Concurrent maps add a few atomic operations to the mutable map API, but not the one I need, which would look something like this:

def replace(k: A, f: B => B): Option[B]

I know I can use ScalaSTM's TMap:

import scala.concurrent.stm._

class Counter {
  val counts =  TMap.empty[String, Int]

  def add(s: String): Unit = atomic { implicit txn =>
    counts(s) = counts.get(s).getOrElse(0) + 1
  }
}

But (for now) that's still an extra dependency.

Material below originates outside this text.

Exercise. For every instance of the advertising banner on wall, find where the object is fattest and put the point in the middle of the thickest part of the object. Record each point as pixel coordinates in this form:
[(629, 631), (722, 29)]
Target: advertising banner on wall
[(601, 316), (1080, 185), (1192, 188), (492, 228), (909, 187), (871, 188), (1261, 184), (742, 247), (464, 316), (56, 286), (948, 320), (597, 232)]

Other options would include actors (another dependency), synchronization (potentially less efficient), or Java's atomic references (less idiomatic).

In general I'd avoid mutable maps in Scala, but I've occasionally needed this kind of thing, and most recently I've used the STM approach (instead of just crossing my fingers and hoping I don't get bitten by the naïve solution).

I know there are a number of trade-offs here (extra dependencies vs. performance vs. clarity, etc.), but is there anything like a "right" answer to this problem in Scala 2.10?

1
  • 1
    what about a single Akka actor that writes to the mutable map? Counter.add just sends a fire-and-forget message to it. As for reads, depending on your needs they can happen concurrently or go through the actor too. Commented Aug 9, 2013 at 15:28

4 Answers 4

10

How about this one? Assuming you don't really need a general replace method right now, just a counter.

import java.util.concurrent.ConcurrentHashMap
import java.util.concurrent.atomic.AtomicInteger

object CountedMap {
  private val counts = new ConcurrentHashMap[String, AtomicInteger]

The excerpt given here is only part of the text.